Für Kissinger war die außenpolitische Orientierung der USA falsch, wenn sie den Schwerpunkt auf die Beendigung des Hungers legte, indem sie den armen Ländern die Mittel für die industrielle und wissenschaftliche Entwicklung zur Verfügung stellte; eine solche Initiative würde nur zu einem weiteren globalen Ungleichgewicht führen, da die neuen Mittelschichten mehr konsumieren und strategische Ressourcen verschwenden würden, so Kissinger.

Irrer Malthus Kult:
Die Sterblichkeit fördern

Thomas Malthus schrieb in seinem „Essay on the Principle of Population“ (1799):

„Wir sollten die Vorgänge in der Natur, die die Sterblichkeit hervorbringen, fördern, anstatt uns törichterweise und vergeblich zu bemühen, sie zu behindern; und wenn wir die allzu häufige Heimsuchung durch die schreckliche Form der Hungersnot fürchten, sollten wir eifrig die anderen Formen der Zerstörung fördern, die wir der Natur aufzwingen. In unseren Städten sollten wir die Straßen enger machen, mehr Menschen in die Häuser drängen und die Rückkehr der Pest fördern.“ 

Als überzeugter Malthusianer glaubte Kissinger, dass die „Natur“ die Mittel zur Ausmerzung der Herde bereitgestellt hatte, und dass sie durch eine Wirtschaftspolitik, die sich die Förderung von Pest, Hungersnöten usw. zunutze machte, einfach eine natürliche Hierarchie durchsetzte, die für die globale Stabilität erforderlich war.

Du wirst nichts besitzen

Neben dieser äußerst besorgniserregenden Ideologie, die nur einen Steinwurf von der Eugenik entfernt ist, hat auch das Video des Weltwirtschaftsforums von 2016 für große Aufregung gesorgt, in dem die acht „Vorhersagen“ für die Veränderung der Welt bis zum Jahr 2030 mit dem Slogan „Du wirst nichts besitzen und du wirst glücklich sein“ vorgestellt werden.

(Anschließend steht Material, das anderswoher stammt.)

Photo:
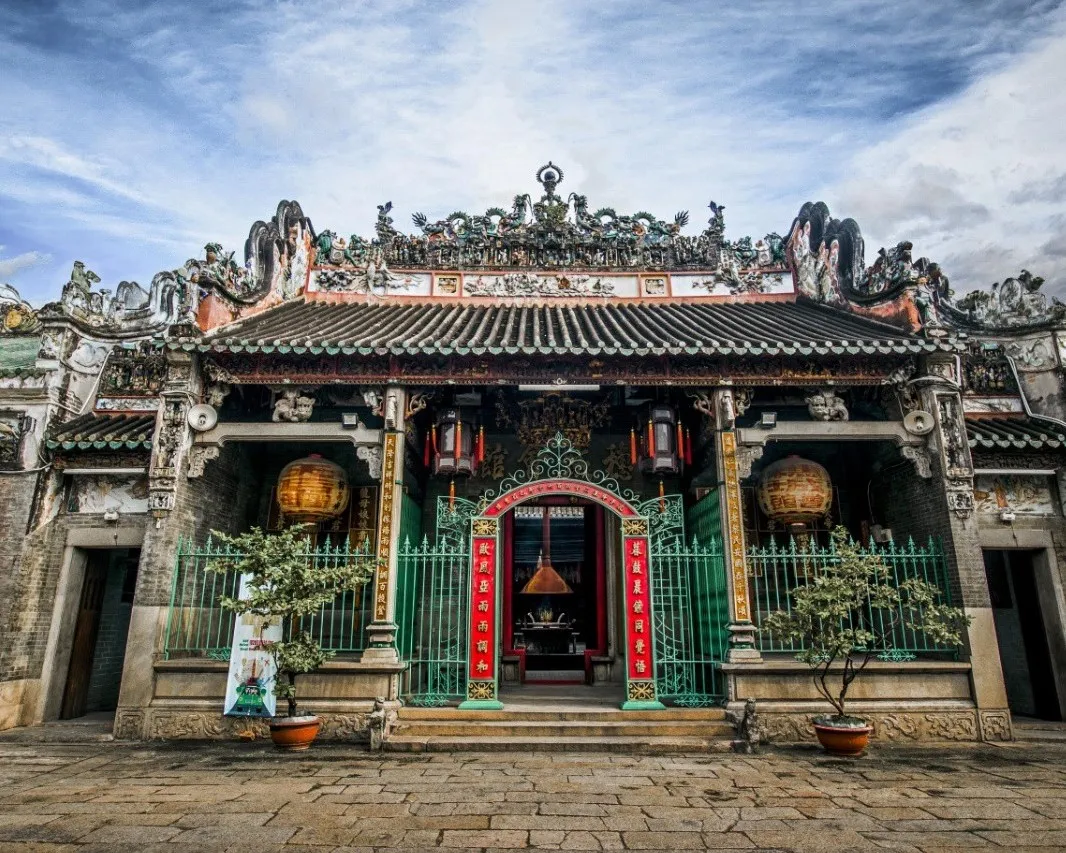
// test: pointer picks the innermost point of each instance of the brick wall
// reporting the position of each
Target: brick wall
(16, 498)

Es ist vor allem dieser Slogan, der wahrscheinlich die meiste Panik unter den Durchschnittsmenschen ausgelöst hat, die sich fragen, wie das Ergebnis des Great Reset wirklich aussehen wird. Er hat auch viel Verwirrung darüber gestiftet, wer oder was die Wurzel dieser sehr unheimlichen, orwellschen Vorhersage der Zukunft ist.

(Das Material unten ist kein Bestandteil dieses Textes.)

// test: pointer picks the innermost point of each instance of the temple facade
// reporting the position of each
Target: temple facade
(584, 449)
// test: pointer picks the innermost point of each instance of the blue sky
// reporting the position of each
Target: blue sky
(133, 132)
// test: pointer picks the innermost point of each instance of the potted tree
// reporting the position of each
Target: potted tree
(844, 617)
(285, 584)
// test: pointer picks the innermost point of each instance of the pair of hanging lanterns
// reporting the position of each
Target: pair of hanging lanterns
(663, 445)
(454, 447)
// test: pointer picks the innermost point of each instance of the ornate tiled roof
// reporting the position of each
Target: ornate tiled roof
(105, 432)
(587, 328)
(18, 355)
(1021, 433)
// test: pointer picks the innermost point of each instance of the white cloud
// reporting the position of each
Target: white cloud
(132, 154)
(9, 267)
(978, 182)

Trotzkist, CIA-Agent und Gründer des Neokonservativismus

Viele sind der Meinung, dass die Wurzel davon die Kommunistische Partei Chinas ist. Doch was auch immer man über die chinesische Regierung und die Absichten von Präsident Xi denken mag, die Wurzeln der Great-Reset-Agenda lassen sich ganz klar 80 Jahre zurückverfolgen, als ein amerikanischer, ehemaliger Trotzkist, ein Buch über seine Vision der „The Managerial Revolution“ schrieb, James Burnham. Er trat dem OSS bei, das 1945 zur CIA wurde und wurde zum Gründungsvater des Neokonservatismus. Tatsächlich waren es die Ideologien von Burnhams „The Managerial Revolution“, die Orwell dazu veranlassten, sein „1984“ zu schreiben.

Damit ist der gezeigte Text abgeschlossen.